Sunday, 3 March 2013
STEPS 11 - Its time to move it move it!
OK so you now have this beautiful car that you are fueling with PREMIUM petrol, which, by the way, the engine and all the other bits and pieces under the hood (!!) are thanking you for!
But really, the car is not going to perform well if it isn't taken for a regular drive, right?!
Are you catching my drift yet?!
We have been doing all of this great work around food and pouring a heap of nutrients into our bodies, so its now about time to add movement into the equation and gain some different health benefits.
Hey, don't stop reading this as visions of pumping iron in the mirrors of a gym or sprinting through the finish line of the Hawaiian Marathon go through your mind! That is NOT what I am suggesting, nor is it needed to gain the benefits of exercise.
What has been found to be extremely beneficial is just a mere 30 minutes of incidental exercise each day. And before you say you are too busy for that, I'll say that you don't even need to do the 30 minutes all together! 10 minutes here, 10 minutes there. It all adds up. And like the car, your heart, organs, blood, lungs, mind and, well, pretty much every living cell in your body will thank you for it.
Firstly, the endorphines that are released from physical activity are medicine for your mind right there! There are countless studies that have shown a direct correlation between physical activity and improvements in depressive and anxiety states.
Secondly, as we all know, exercising does burn energy, and therefore the goal of losing and/or maintaining weight is made easier by exercising while eating a balanced, whole foods diet. The 80/20 rule suggests that whilst 80% of a ' healthy weight' is achieved by diet/food, it is not the only factor - 20% is still a significant number in reaching and maintaining a healthy weight.
Another benefit of physical activity is the increase in muscle mass. Not bulging muscles!! Just enough to strengthen and support the core, strengthen bones and joints, and help lower the risk of osteoporosis. As we all get older, our bodies really start to tell us if we haven't been strengthening and exercising it. Instead of using age as an excuse not to get physical, we should be preparing our bodies for the toughest times ahead. Who wants to spend 30+ years of life moaning and groaning from aches and pains?? Not me!
And did you know that even once you stop your exercise session, the kilojoules continue to burn for a while after, meaning that the benefits last longer than just the session itself! And by also building muscle mass in the body, the muscle burns more kilojoules than fat, meaning a boosted metabolism that works for you even when your sleeping!!!
So how can you work 30 minutes of activity into your already busy day? Of course a brisk walk, dancing, swimming or other intentional exercise is fantastic, but there are a lot of other ways that we can increase our heart rate and get the blood pumping while going about our daily tasks.

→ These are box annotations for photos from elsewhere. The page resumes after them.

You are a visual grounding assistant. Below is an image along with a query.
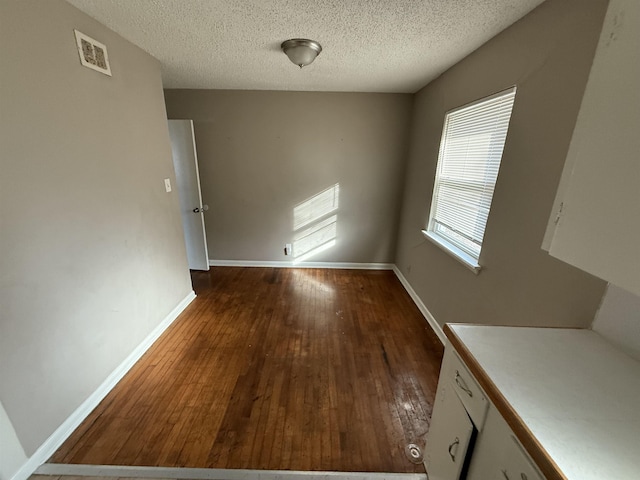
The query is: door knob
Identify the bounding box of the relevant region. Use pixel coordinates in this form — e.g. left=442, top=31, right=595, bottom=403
left=193, top=205, right=209, bottom=213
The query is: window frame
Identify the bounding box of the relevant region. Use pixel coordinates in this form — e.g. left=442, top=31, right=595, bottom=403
left=422, top=85, right=517, bottom=274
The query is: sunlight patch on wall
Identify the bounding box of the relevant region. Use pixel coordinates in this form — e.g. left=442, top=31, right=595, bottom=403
left=293, top=183, right=340, bottom=263
left=293, top=183, right=340, bottom=231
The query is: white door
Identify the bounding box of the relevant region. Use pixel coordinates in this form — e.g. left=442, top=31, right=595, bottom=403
left=169, top=120, right=209, bottom=270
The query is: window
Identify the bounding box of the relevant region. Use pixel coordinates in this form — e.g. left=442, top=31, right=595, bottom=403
left=422, top=87, right=516, bottom=272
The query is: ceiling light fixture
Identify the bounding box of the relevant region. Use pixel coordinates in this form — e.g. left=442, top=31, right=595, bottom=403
left=280, top=38, right=322, bottom=68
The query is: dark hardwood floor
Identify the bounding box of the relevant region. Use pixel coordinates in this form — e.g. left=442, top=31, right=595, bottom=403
left=50, top=267, right=443, bottom=472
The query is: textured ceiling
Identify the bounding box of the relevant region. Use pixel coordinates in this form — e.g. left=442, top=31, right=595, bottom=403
left=68, top=0, right=543, bottom=93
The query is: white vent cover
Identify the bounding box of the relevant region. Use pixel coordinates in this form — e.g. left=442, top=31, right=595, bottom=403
left=74, top=30, right=111, bottom=76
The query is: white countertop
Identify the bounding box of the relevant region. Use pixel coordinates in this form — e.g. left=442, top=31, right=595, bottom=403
left=449, top=325, right=640, bottom=480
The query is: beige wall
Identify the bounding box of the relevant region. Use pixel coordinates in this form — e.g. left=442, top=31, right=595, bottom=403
left=592, top=284, right=640, bottom=361
left=165, top=88, right=412, bottom=263
left=0, top=0, right=191, bottom=456
left=396, top=0, right=607, bottom=327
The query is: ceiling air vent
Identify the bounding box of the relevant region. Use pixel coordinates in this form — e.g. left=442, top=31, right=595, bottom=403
left=74, top=30, right=111, bottom=76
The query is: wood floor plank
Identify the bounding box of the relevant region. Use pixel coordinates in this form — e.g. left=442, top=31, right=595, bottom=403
left=51, top=267, right=443, bottom=473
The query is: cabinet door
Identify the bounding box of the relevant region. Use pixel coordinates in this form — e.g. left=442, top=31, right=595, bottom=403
left=547, top=0, right=640, bottom=295
left=424, top=382, right=473, bottom=480
left=467, top=406, right=544, bottom=480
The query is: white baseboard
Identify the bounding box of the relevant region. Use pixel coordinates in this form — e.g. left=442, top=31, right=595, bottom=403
left=393, top=265, right=447, bottom=345
left=209, top=259, right=394, bottom=270
left=37, top=463, right=427, bottom=480
left=11, top=291, right=196, bottom=480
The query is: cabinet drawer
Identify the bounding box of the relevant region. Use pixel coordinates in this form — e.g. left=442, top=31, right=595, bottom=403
left=496, top=435, right=544, bottom=480
left=446, top=352, right=489, bottom=430
left=424, top=384, right=474, bottom=480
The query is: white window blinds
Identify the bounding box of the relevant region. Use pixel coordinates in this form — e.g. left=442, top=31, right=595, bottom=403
left=426, top=87, right=516, bottom=263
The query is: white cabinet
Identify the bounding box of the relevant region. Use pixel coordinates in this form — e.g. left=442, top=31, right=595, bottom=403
left=424, top=345, right=544, bottom=480
left=424, top=382, right=474, bottom=480
left=543, top=0, right=640, bottom=294
left=467, top=408, right=544, bottom=480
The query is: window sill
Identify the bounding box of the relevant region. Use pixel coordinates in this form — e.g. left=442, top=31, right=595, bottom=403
left=422, top=230, right=482, bottom=275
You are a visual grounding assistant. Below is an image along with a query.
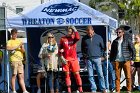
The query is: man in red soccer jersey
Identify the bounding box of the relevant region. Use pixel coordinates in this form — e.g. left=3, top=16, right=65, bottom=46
left=59, top=26, right=83, bottom=93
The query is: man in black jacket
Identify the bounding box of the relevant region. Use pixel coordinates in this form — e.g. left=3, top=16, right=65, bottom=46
left=81, top=26, right=106, bottom=93
left=110, top=27, right=135, bottom=93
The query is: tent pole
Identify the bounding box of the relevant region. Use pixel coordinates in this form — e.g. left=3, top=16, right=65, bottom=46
left=5, top=6, right=10, bottom=93
left=105, top=25, right=109, bottom=90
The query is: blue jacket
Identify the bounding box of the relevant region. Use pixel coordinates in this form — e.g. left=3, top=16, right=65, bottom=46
left=81, top=34, right=104, bottom=58
left=110, top=38, right=136, bottom=62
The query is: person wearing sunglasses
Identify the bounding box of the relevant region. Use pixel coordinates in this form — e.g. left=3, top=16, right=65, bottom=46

Heard of incidental exercise?
Taking the stairs instead of a lift
Parking at the back of the car park instead of at the front door
Walking to a colleagues desk instead of emailing
Housework such as vacuuming and mopping
Squatting instead of bending over
Get off the bus/train two stops before your regular stop
Play with the kids instead of watching
Take away the TV remote and get up to change the channel
MOVE MOVE MOVE!
Before I became a stay at home mum, I had a corporate job that meant 10+ hours a day/5 days a week sitting idle at a desk. In those days I was definitely less active during the day however I would try to jog before and/or after work and go to the gym on the weekend. But that was still a lot of time sitting still. So for the last couple of years I actually swapped my desk chair for a fit ball! It was my way of doing something while sitting down. So even just sitting on a fit ball correctly turns on your core muscles and helps your posture. Then just doing a few leg lifts whenever you thought about it or rolled around on the ball would all work your body more than it would sitting on a conventional chair! Have a chat to your manager/company to see if that is something that you could do too. Perhaps you may start a trend and get the whole office on board!
Nowadays my exercise regime is some light weights at home 4-5 times/week, a bit of abs work 4-5 times/week, 2-3 1hr gym sessions, and depending on the week, either a pram walk or two or a couple of jog/walks after the boys go to sleep.
As with all of our STEPS, its just a matter of getting into the habit. Most regular exercisers will tell you that once you have that habit, you will really enjoy it and find you'll miss it if you stop. Just look at all of those 'The Biggest Loser' contestants. They are people who had not exercised pretty much at all for years, yet by the end of their journey, they LOVED being active.
So here is our task. Think honestly about the amount of movement you do each day. Then have a think about ways you can increase that activity level in a way that is sustainable for you. Then..... get out there and do it!
Lets aim to do 30 minutes of incidental and/or intentional exercise x 5 days/week. And if you are doing more than that already, GREAT! You may find that you can increase that by just taking the stairs, walking more briskly, parking further from the shops etc. We can all improve our exercise regime (well, unless any Hawaiian Ironmen/women are reading this blog. Then I guess they probably do enough, just!!!)